Roughly 300 "could benefit from community-based long-term care and affordable, accessible housing," HHC spokeswoman Evelyn Hernandez wrote in an email.
"To address these individuals' needs we are working with a developer to build a 171 studio and one-bedroom apartment building on a parcel of land on the Metropolitan Hospital campus at Second Avenue and 99th Street."
She also said the hospital’s staff is working with "supportive housing providers, community-based organizations, the patients/residents and their families to secure appropriate community housing."
But some patients are worried about their options.
Xama, who was injured shortly after winning a Green Card lottery and moving from Albania, has never worked in the U.S. Without Social Security income he was told he was ineligible for supportive housing.
His Medicaid benefits will, however, cover a nursing home, he said.
"That's not a solution for me," Xama said. "Spinal cord injury people want to live their lives. We don’t have dementia. We just need accessibility."
Ultimately Xama, who has a degree in mechanical engineering from Albania, wants to get a job and have his own place.
Ryan Dugan, 50, who also ended up in a wheelchair after a diving accident, tried to get subsidized housing last year but when it came time to sign a lease for a subsidized unit, the Rochester native was turned away when he couldn’t provide a birth certificate.
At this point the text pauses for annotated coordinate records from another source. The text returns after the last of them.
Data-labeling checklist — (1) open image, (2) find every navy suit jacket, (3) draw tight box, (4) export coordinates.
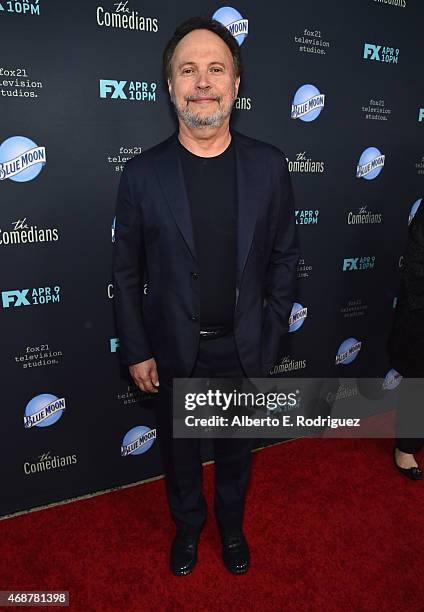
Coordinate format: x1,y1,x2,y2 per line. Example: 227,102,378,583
113,130,299,380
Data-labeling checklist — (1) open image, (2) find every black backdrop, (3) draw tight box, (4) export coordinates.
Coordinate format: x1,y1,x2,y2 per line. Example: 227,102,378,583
0,0,424,515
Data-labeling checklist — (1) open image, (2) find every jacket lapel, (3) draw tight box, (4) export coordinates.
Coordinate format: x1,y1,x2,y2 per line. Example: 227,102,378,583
151,130,265,301
231,130,265,300
154,132,197,259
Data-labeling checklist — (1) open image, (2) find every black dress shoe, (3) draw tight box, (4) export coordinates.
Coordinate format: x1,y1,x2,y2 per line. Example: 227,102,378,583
170,530,200,576
393,448,423,480
221,531,250,574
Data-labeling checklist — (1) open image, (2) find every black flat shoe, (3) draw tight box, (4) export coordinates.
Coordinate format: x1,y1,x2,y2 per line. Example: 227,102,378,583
393,448,423,480
221,531,250,574
170,531,200,576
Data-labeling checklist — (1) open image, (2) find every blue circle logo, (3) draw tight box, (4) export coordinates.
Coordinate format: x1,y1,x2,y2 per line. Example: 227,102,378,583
336,338,362,365
212,6,249,45
24,393,66,429
289,302,308,332
383,368,402,391
356,147,386,181
121,425,156,457
291,84,325,122
0,136,46,183
408,198,423,225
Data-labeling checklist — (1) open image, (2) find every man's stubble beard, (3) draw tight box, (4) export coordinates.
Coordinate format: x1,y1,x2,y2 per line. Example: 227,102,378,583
170,86,237,128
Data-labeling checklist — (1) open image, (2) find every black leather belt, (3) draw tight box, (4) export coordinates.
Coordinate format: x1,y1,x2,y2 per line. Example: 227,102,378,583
200,325,232,340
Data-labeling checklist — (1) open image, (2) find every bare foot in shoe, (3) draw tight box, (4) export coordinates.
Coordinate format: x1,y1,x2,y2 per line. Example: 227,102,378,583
395,448,418,470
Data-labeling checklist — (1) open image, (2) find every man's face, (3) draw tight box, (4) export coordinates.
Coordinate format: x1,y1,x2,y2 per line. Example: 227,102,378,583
168,30,240,128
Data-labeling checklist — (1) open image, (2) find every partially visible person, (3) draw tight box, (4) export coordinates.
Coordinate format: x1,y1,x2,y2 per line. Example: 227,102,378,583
388,205,424,480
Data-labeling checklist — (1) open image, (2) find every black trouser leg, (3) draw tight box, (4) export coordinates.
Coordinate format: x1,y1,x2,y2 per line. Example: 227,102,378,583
396,378,424,454
156,383,207,531
156,334,253,529
214,438,253,531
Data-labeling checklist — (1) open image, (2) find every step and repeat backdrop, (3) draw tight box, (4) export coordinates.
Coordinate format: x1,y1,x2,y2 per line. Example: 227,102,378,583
0,0,424,516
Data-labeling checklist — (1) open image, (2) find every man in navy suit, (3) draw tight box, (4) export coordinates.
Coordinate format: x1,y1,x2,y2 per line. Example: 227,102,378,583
113,17,299,575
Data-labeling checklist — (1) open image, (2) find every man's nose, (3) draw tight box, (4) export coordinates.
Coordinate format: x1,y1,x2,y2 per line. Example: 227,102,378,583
196,70,211,89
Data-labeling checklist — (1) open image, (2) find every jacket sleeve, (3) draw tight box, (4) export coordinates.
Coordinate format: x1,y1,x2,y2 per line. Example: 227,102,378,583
403,204,424,310
263,158,300,364
113,164,153,365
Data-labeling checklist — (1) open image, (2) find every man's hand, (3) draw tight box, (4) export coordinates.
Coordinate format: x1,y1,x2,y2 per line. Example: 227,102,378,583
129,357,159,393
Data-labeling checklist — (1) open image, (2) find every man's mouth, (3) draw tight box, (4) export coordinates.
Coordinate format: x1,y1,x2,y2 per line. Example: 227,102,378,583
188,98,218,104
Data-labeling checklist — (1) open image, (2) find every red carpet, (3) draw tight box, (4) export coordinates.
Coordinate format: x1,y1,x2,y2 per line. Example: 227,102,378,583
0,439,424,612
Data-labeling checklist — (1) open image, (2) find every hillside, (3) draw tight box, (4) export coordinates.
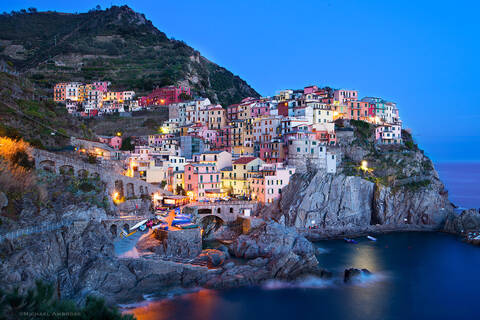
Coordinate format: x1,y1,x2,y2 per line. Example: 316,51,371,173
267,120,453,238
0,72,94,148
0,6,258,105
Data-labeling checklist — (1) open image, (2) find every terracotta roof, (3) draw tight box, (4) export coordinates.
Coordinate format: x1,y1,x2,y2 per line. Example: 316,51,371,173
233,157,257,164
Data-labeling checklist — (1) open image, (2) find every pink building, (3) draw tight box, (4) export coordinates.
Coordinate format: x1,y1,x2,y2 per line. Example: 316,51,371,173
98,136,122,150
184,163,222,200
259,139,286,163
375,124,402,144
252,102,270,118
303,86,318,94
333,89,358,103
92,81,111,92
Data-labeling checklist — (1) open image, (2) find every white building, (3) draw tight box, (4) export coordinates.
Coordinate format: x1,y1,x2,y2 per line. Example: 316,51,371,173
288,139,337,173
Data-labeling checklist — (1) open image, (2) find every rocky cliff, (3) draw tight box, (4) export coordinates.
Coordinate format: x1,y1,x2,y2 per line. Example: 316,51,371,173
0,6,258,104
0,208,324,303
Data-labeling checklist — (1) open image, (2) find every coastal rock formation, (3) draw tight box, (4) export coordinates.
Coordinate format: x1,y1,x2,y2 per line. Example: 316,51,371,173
230,222,318,278
270,159,453,234
343,268,372,283
0,214,321,303
136,229,202,258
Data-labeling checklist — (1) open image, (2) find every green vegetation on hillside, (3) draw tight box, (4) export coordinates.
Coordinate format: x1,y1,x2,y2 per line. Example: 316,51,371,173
0,6,258,105
341,120,434,191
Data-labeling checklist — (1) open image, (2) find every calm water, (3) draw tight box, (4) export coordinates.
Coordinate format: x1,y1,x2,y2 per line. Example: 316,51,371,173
435,163,480,208
124,233,480,320
124,163,480,320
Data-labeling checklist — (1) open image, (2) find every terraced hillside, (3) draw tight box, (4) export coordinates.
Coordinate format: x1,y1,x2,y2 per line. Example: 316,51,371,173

He is having trouble getting the document because he had changed his last name from Mummert to Dugan after his mother remarried when he was 5.
Dugan fears he, too, will be sent to a nursing home.
"I’d like to be able to live independently," said Dugan, who was injured in 1983 and landed at Goldwater six years ago because of a skin problem.
Fran Brown, of the Alan T. Brown Foundation to Cure Paralysis, said that putting paralyzed people into nursing homes could be detrimental.
"If we are talking about a young person, it’s not conducive or targeted to any of their interests whatsoever," she said. "I don’t mean to be negative, but there’s no light at the end of the tunnel for them.”
Many advocates are also worried about what will happen to hundreds of undocumented immigrants at Goldwater.
While North General will serve those individuals, undocumented patients will not be eligible for the federal rental subsidies that support the housing expected to rise on East 99th Street, HHC officials said.
Though Angel Santiago, 55, who came to the center eight years ago following a stroke that resulted in a two-year coma, said he's a citizen, born in Puerto Rico, he doesn’t have his birth certificate and isn’t sure where he’ll be able to go.
The formerly homeless Santiago suggested he might go back to the streets.
Susan Dooha, executive director of the Center for Independence of the Disabled, acknowledged that many individuals may have special circumstances. Her group will soon be helping Goldwater residents with resources and information, she said.
"Low-income housing is virtually nonexistent," she said. "And people with disabilities, for the most part, don’t qualify for supportive housing," which is often set aside for people with developmental or psychiatric disabilities.
"To their credit," she said, "Coler-Goldwater is trying to be creative in finding housing."
She said the closure was "a hugely exciting opportunity" to "help people to return to the community when they really don’t need nursing home-level care or they do, but can be receiving it in the community."
But some patient advocates are still concerned.
"If the spaces are not available, if they’re not done right — if they’re overcrowded, not adequate or not appropriate— there could be havoc," Judy Wessler, director of the Commission on the Public Health System advocacy group, said.
"A lot of moving pieces, if not worked out well, could be tragic for people."
Some people have been at Goldwater for 20 years.
"The thing about places like Coler and Goldwater is that they are home," Wessler said. "It’s very difficult for people to give up their home."